Aid watchdog defends UK funding of Benazir Income Support Programme

0
142

Recent media reports criticizing a DFID-funded scheme in Pakistan, Benazir Income Support Programme (BISP), prompted a lawmaker from the ruling Conservative party to question in parliament the merits of cash transfer programs.

Cash transfer programs funded by the British government are cost-effective ways to alleviate global poverty, an aid watchdog said on Thursday, rejecting concerns from critics that giving cash to poor communities is a misuse of taxpayers’ money.

The Department of International Development (DFID) spends an average of 201 million pounds ($243.55 million) a year on programs that give cash to poor families to help them cope in times of conflict or natural disasters.

The department has come under increasing scrutiny over how it spends its budget, which rose by 4 percent to 12.1 billion pounds last year, as the government grapples with public debt at its highest level in nearly 50 years.

But the Independent Commission for Aid Impact (ICAI), which scrutinises taxpayer-funded aid, said DFID was making a “good impact” with cash transfers.

“The department has reached millions of people, providing strong value for money, and helping deliver on the commitment to leave no one behind,” said Alison Evans, ICAI’s chief commissioner who led the review.

DFID says their cash transfers are secure, since many recipients are paid electronically, including through biometric systems which uses eye scans or thumbprints to verify identities before cash is transferred.

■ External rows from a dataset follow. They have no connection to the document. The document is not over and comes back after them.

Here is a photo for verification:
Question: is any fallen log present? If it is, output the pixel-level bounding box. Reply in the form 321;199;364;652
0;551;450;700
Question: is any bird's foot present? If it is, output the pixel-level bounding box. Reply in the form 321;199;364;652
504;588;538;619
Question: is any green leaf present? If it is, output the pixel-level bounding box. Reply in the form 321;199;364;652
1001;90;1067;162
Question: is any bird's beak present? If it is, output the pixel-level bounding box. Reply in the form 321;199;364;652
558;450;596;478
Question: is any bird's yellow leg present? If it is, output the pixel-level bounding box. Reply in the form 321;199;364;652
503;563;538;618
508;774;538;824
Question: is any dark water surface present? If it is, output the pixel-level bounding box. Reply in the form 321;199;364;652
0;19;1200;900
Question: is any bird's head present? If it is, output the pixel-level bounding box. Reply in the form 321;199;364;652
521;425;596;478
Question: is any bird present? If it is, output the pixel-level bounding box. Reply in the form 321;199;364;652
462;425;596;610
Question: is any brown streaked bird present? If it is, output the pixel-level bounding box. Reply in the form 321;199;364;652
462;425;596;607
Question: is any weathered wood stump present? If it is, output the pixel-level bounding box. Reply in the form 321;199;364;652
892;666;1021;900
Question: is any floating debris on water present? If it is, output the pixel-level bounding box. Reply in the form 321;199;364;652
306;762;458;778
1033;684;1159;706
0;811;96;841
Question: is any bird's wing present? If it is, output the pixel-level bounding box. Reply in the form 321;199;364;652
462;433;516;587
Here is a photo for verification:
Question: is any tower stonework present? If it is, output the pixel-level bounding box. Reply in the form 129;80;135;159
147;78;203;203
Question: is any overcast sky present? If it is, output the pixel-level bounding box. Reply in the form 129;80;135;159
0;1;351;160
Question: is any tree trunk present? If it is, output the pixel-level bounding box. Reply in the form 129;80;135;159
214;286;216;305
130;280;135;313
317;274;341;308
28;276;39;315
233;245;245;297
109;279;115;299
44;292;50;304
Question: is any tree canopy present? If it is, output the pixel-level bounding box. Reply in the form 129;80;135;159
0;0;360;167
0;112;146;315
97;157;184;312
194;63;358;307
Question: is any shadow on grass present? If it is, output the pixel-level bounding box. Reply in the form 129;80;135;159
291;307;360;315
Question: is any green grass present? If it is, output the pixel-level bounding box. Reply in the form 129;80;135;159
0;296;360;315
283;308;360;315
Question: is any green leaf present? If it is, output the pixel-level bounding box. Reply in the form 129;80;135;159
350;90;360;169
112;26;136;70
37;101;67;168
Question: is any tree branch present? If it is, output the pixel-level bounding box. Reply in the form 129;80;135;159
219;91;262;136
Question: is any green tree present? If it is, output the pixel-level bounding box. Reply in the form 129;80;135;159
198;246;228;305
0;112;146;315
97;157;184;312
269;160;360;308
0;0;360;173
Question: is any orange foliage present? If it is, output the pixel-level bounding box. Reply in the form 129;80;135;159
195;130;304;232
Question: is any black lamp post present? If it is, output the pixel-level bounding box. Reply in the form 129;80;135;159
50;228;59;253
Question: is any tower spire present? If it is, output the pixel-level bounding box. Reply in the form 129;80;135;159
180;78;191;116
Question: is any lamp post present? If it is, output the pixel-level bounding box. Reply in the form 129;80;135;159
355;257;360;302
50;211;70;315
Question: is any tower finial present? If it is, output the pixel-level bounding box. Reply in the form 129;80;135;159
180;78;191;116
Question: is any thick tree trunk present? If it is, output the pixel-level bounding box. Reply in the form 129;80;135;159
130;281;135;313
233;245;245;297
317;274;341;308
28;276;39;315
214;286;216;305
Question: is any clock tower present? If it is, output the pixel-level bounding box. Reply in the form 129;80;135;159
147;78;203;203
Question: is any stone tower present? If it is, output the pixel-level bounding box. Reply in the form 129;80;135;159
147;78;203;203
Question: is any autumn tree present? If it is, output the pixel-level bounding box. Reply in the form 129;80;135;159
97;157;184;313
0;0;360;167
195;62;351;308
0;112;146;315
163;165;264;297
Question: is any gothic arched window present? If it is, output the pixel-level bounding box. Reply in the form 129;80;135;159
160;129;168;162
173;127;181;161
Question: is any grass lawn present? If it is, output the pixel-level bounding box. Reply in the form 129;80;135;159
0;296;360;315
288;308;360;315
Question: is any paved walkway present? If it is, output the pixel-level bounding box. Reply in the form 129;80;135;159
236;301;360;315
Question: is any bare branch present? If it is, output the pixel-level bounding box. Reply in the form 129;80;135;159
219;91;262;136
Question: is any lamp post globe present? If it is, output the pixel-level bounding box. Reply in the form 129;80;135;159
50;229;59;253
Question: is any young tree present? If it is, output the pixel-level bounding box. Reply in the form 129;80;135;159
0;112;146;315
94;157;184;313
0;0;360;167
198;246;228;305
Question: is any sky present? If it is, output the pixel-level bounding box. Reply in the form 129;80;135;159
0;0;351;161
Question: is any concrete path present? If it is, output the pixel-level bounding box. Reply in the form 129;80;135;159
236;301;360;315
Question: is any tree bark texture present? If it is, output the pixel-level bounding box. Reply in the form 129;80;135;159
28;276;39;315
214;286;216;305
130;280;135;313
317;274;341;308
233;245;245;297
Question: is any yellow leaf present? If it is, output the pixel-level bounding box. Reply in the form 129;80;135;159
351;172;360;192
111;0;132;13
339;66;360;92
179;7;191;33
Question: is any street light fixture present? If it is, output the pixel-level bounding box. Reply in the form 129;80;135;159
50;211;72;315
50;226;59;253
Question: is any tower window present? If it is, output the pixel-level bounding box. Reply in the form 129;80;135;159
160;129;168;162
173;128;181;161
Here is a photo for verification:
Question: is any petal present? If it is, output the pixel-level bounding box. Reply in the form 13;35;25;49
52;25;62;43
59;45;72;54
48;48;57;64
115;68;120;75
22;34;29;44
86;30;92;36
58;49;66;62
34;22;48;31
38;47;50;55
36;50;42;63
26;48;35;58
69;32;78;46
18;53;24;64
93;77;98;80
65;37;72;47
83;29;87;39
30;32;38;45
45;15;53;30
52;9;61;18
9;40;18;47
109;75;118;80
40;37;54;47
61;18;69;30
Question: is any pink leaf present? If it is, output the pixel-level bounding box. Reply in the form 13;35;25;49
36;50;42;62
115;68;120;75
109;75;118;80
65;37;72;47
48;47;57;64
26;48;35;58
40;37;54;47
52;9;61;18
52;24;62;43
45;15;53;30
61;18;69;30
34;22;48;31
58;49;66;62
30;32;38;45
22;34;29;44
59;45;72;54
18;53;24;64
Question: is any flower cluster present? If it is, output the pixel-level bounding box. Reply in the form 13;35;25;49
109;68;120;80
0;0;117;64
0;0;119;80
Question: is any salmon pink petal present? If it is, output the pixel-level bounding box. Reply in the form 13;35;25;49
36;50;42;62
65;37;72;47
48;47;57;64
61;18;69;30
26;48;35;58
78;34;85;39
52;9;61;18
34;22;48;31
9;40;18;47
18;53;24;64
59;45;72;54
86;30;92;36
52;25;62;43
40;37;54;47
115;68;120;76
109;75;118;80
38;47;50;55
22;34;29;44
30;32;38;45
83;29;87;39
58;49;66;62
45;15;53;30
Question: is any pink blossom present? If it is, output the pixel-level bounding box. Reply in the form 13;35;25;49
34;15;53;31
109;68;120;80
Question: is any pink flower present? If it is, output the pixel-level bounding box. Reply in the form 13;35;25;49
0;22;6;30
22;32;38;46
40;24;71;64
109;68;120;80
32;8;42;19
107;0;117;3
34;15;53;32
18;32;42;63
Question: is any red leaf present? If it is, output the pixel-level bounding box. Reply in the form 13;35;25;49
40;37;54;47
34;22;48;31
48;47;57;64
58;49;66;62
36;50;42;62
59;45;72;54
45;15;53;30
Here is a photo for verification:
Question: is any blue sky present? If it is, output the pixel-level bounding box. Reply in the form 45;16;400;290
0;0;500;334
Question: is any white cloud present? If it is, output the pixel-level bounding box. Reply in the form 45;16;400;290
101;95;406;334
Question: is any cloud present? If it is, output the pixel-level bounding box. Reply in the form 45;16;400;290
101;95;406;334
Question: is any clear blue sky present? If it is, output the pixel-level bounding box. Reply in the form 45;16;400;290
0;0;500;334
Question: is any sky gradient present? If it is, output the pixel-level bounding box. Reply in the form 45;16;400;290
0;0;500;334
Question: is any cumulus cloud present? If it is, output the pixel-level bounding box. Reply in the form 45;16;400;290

“Cash transfers get aid to those who need it, when they need it, and achieve value for taxpayers’ money – and this independent report recognizes that,” a DFID spokesperson told a foreign news agency“They empower people to make decisions about what they need, cut out the middle man, and reduce waste.”

Aid agencies welcomed the ICAI report, saying cash transfers gave families autonomy and choice. “Cash transfers have the potential to be one of the best, fastest and safest ways to help people raise themselves out of poverty by investing in their own, and their family’s future,” said Tim Livesey, Oxfam’s head of UK policy and government relations.

Nick Guttmann, head of Christian Aid’s humanitarian division, said: “The flexibility of cash, over say bags of food, means it can target the problems that local people know they have rather than rely on decisions made by bureaucrats thousands of miles away.”

Cash transfers account for only about 6 percent of global humanitarian aid, yet studies show school attendance and access to healthcare significantly improve when people receive cash. Recipients also tend to save or invest the money, which promotes income generation instead of reliance on food aid.